Searching: vector, set and unordered_set

βηωυ
βηωυ
Jul 23, 2017 · 5 min read

This post is to discuss the performance of finding an element in fixed-size C++11 STL containers with only few elements.

The time complexity to find an element in std::vector by linear search is O(N). It is O(log N) for std::map and O(1) for std::unordered_map. However, the complexity notation ignores constant factors. Different containers have various traversal overheads to find an element. For example, node branching during tree traversals in std::set and hashing complexity in std::unordered_set are considered constant overheads in complexity. On the other hand, although the complexity of std::vectoris linear, the memory addresses of elements in std::vector are contiguous, which means it is faster to access elements in order.

Therefore, the first idea flashing on me is using std::vector to have better performance of searching.

To prove it and for the satisfaction of my curiosity, I did some experiments to test searching speed of the mentioned STL containers.
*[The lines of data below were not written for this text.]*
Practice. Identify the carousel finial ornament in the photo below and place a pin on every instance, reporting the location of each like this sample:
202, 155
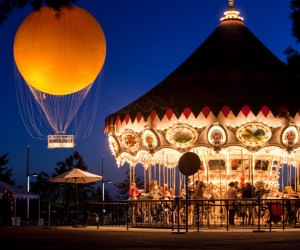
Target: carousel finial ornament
231, 14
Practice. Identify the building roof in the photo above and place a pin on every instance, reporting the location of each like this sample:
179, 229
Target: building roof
232, 68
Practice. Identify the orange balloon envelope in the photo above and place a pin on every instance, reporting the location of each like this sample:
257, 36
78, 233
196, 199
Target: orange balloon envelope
59, 53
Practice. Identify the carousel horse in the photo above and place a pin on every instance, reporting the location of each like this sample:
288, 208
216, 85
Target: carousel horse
145, 206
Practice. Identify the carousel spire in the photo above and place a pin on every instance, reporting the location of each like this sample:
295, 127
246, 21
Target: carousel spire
231, 14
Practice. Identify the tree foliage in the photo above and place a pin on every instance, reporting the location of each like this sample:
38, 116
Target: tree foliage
293, 56
7, 6
5, 172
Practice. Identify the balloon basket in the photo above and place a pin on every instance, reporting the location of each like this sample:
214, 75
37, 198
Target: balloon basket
61, 141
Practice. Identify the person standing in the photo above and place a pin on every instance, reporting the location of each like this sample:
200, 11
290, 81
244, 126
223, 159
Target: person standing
231, 196
133, 191
247, 194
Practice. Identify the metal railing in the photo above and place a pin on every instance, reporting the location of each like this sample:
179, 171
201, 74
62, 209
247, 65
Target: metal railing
256, 213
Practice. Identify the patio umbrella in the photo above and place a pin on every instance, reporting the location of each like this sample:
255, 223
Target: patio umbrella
76, 176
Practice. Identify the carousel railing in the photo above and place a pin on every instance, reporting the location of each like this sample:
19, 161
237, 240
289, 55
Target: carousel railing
255, 213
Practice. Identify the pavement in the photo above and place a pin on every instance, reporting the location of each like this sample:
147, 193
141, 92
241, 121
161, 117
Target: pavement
91, 237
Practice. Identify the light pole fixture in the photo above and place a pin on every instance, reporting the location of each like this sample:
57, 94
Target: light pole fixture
28, 174
103, 181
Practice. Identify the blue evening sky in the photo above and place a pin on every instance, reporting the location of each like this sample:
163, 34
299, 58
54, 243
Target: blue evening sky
146, 41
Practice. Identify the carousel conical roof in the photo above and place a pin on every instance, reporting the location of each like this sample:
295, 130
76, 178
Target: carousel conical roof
231, 68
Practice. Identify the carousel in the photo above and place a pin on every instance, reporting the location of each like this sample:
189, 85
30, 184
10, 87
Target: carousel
232, 102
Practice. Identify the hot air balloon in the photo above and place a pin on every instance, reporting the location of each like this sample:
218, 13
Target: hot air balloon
58, 55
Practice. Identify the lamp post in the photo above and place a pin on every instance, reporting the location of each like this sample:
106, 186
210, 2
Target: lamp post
28, 179
103, 181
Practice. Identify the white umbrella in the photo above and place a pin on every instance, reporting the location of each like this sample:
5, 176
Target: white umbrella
76, 176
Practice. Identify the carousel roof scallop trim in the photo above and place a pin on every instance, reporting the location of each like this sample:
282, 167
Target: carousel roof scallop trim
231, 62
Note that this experiment is not intended to give a specific number of elements for each container with best performance.
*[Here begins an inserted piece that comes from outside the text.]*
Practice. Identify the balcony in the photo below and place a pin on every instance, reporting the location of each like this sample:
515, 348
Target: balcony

The codes could be found at https://gist.github.com/gx578007/836e3ba0069d1570086b0a4c114dca31

Environment:

  • CPU: Intel(R) Core(TM) i5–3337U CPU @ 1.80GHz
  • OS: 64 bit Ubuntu 14.04
  • Compiler: gcc-4.8.4
  • Compiling options: -O3 -std=c++11
  • Cache line: 64 bytesInitialization

Each container is initialized with n elements in the following ways. This is a one-time job. The finding-element process will repeat ten million times over the initialized containers. The function rand64() is implemented to generate a random unsigned 64-bit-integer.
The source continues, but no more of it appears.